L’écrivain Thierno Monénembo et certains responsables du FNDC le 25 juin 2019 à la Maison de la presse de Conakry

Le célèbre écrivain guinéen, Tierno Monénembo qui a officiellement adhéré au Front National pour la Défense de la Constitution (FNDC), s’engage dans le combat contre un 3ème mandat pour le président Alpha Condé. Au cours d’une conférence de presse qu’il a animée ce mardi, 25 juin 2019, Monénembo est revenu en détails sur les raisons de sa démarche. Il était accompagné du coordinateur du FNDC, Abdourahmane Sanoh, et de certains responsables de la structure, a constaté sur place Guineematin.com à travers un de ses reporters.

Cette sortie médiatique de Tierno Saïdou Diallo, plus connu sous le nom de Thierno Monénembo, intervient peu après son adhésion au FNDC, structure mise en place pour barrer la route au projet de nouvelle constitution prônée par le pouvoir de Conakry, et dont l’objectif serait de permettre au président Alpha Condé de briguer un troisième mandat. L’écrivain est venu expliquer les raisons de son engagement dans ce combat. « Je suis là ce matin, parce que je partage profondément les principes et les idéaux de ceux qui ont pris l’initiative de créer ce Front National pour la Défense de la Constitution.

Je pense, en effet, que la Constitution n’est pas quelque chose d’important, c’est quelque chose de sacré. Tant qu’on jonglera avec les lois, tant qu’on jonglera avec la Constitution, c’est le principe même du pays, c’est les principes de l’Etat qui seront remis en cause. Donc, ce combat que nous commençons à mener maintenant, est un combat qui intéresse tout le monde, et d’abord et avant tout le peuple de Guinée », a expliqué le prix Renaudot, devant de nombreux hommes de médias.

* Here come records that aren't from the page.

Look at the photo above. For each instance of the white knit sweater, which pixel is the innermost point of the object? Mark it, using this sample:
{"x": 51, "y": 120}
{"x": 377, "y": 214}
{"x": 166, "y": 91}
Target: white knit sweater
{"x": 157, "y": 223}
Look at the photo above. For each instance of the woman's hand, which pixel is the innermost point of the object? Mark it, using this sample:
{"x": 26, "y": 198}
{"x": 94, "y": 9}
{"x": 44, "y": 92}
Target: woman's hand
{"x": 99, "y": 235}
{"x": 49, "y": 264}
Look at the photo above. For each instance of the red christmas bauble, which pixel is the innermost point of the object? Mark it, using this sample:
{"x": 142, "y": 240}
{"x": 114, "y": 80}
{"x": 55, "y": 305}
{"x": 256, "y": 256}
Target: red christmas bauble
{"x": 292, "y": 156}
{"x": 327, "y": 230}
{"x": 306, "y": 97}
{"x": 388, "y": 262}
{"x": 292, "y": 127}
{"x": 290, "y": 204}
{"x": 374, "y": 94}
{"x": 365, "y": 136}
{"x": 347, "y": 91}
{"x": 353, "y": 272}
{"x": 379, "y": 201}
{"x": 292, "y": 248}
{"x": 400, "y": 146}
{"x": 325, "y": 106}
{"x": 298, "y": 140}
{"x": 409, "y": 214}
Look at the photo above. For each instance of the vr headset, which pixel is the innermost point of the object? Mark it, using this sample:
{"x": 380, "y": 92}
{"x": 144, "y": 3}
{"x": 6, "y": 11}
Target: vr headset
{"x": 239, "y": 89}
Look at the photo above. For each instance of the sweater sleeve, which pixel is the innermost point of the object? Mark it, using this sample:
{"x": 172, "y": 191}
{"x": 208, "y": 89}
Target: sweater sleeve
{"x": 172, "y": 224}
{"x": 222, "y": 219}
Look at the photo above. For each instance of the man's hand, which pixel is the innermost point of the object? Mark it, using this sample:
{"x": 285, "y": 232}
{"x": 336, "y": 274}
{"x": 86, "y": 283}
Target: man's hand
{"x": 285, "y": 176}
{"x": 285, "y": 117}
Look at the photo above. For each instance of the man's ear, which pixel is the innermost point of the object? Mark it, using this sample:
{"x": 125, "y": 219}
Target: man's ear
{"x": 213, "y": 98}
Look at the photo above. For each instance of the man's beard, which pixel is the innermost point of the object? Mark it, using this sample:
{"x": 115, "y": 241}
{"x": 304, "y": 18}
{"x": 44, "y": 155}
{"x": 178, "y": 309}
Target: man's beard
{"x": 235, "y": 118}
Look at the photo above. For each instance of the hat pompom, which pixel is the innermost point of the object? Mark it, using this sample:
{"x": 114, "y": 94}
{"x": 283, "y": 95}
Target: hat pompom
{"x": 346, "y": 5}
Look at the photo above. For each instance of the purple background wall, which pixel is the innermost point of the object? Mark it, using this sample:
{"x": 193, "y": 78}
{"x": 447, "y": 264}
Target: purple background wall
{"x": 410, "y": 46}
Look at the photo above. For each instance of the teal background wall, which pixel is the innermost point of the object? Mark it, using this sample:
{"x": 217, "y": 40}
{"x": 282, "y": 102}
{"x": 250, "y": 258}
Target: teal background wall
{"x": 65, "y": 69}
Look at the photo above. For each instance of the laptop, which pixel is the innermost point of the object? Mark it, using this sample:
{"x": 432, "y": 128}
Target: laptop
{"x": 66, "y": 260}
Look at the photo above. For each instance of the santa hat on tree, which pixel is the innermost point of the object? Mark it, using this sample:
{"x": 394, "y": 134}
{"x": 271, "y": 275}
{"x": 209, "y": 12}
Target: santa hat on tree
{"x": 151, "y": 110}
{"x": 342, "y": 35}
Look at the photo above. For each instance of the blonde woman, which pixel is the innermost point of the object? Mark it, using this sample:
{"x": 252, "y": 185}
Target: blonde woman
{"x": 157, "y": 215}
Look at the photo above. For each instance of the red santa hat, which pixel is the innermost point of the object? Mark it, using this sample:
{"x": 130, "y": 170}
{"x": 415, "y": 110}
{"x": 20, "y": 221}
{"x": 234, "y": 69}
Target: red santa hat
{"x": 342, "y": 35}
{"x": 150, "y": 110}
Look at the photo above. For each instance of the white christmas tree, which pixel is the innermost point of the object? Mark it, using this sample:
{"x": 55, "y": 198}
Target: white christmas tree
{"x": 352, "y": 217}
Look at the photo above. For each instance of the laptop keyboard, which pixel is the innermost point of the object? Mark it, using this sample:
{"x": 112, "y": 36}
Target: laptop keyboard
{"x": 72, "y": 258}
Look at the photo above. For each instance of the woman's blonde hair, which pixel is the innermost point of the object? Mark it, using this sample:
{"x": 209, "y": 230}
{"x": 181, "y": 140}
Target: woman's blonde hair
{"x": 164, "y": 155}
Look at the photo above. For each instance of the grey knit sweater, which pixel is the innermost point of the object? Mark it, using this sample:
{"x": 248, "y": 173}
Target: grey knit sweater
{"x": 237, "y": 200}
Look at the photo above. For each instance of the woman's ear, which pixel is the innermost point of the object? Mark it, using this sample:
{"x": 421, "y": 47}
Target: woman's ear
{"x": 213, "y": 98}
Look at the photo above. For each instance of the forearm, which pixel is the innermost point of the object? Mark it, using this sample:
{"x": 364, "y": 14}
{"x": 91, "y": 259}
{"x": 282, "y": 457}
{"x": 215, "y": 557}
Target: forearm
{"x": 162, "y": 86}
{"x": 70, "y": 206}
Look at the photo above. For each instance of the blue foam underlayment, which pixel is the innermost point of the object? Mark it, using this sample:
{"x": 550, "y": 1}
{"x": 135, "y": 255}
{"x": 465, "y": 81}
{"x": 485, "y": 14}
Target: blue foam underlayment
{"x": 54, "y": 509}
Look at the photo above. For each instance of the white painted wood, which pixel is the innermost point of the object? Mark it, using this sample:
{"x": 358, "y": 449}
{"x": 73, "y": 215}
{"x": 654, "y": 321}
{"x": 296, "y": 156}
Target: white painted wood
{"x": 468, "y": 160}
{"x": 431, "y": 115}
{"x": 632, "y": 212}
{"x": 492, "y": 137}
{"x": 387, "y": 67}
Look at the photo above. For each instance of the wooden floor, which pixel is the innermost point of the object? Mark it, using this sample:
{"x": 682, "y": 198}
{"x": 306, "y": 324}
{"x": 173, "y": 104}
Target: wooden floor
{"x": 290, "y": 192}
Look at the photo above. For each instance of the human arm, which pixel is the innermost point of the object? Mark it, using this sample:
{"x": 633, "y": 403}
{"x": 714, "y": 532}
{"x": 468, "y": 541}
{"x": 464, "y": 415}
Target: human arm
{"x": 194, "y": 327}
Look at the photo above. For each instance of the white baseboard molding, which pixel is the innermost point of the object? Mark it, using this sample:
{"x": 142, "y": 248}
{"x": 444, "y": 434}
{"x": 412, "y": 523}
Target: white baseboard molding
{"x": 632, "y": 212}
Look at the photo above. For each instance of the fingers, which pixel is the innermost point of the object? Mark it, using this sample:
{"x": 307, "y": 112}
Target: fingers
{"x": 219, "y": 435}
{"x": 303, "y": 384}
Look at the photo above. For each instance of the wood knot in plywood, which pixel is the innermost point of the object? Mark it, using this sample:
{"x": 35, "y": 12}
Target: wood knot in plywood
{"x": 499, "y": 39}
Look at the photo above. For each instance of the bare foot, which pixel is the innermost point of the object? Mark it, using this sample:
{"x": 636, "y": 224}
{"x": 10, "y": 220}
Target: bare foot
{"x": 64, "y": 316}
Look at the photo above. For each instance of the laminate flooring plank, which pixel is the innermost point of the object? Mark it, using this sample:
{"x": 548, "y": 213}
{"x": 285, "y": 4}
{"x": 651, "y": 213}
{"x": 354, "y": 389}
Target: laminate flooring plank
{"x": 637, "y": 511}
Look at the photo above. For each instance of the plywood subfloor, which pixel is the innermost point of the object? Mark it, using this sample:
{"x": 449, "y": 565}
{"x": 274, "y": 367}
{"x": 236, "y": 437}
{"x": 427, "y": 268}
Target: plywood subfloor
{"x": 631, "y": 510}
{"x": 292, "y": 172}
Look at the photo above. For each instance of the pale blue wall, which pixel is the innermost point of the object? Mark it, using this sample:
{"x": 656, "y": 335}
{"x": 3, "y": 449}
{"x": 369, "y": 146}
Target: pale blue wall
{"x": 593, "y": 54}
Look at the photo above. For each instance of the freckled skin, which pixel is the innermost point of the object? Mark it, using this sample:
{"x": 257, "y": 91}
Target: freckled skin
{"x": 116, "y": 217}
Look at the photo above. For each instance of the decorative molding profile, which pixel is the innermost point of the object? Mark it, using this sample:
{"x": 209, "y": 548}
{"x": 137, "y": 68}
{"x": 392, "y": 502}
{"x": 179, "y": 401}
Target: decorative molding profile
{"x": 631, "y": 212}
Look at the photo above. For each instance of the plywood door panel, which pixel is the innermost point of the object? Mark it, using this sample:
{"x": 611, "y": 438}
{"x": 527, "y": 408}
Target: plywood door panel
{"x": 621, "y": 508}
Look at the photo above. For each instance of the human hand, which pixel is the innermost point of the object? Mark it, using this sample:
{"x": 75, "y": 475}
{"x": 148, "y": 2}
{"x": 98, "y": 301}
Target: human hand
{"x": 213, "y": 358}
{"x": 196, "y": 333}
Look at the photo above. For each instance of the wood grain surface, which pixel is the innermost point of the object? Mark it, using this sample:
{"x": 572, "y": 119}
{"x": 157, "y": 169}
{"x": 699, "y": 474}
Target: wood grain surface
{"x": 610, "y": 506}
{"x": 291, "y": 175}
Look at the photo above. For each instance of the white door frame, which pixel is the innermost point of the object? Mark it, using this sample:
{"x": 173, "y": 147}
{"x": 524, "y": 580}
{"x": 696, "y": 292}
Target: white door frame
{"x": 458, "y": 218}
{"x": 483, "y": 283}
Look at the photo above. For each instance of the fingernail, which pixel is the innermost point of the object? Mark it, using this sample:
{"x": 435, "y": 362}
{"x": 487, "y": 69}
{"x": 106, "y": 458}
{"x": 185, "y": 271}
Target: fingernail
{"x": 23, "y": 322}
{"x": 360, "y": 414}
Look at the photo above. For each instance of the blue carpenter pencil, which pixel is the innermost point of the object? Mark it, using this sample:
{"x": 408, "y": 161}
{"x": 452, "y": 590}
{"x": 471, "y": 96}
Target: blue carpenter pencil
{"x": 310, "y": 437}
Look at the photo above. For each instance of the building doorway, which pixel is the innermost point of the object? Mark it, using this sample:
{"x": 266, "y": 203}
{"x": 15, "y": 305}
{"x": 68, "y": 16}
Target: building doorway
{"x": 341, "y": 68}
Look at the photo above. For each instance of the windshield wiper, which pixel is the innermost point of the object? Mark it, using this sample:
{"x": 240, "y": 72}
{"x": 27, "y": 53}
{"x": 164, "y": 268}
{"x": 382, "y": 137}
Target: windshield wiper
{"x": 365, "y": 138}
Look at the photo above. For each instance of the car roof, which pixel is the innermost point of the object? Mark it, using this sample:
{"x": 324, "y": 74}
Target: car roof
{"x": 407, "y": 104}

Tierno Monénembo en a profité pour appeler à une prise de conscience citoyenne, afin de défendre la démocratie et favoriser l’alternance en Guinée. « Il faut créer une conscience citoyenne et une vigilance citoyenne. La démocratie c’est la vigilance, la démocratie n’est pas un don. La démocratie est un rapport de force permanent. Si on donne toute la force à un homme, c’en est fini pour le peuple, il va dévorer tout le monde. Il faut qu’il y ait un contre-pouvoir, et ces garde-fous viendront de la société civile. Il faut limiter le pouvoir de celui qui est au pouvoir. Si le peuple ne prend pas précaution, il sera en danger », a averti le natif de Porédaka, dans Mamou.

En outre, l’écrivain guinéen a invité le peuple à lutter contre toute forme de confiscation du pouvoir en Guinée. Pour lui, le combat engagé doit se poursuivre pour ramener les hommes politiques à l’ordre. « Nous, nous ne nous battons pas seulement contre les velléités d’Alpha Condé d’avoir un troisième mandat. Nous nous battons contre toute circonstance pareille qui surgirait plus tard. Il faut faire en sorte que plus jamais un chef d’Etat en Guinée n’ait l’intention de manipuler la Constitution pour ses intérêts personnels, et le combat commence maintenant. Notre Constitution est menacée, nous allons la défendre. Nul n’a le pouvoir de résister contre la colère du peuple », soutient-il.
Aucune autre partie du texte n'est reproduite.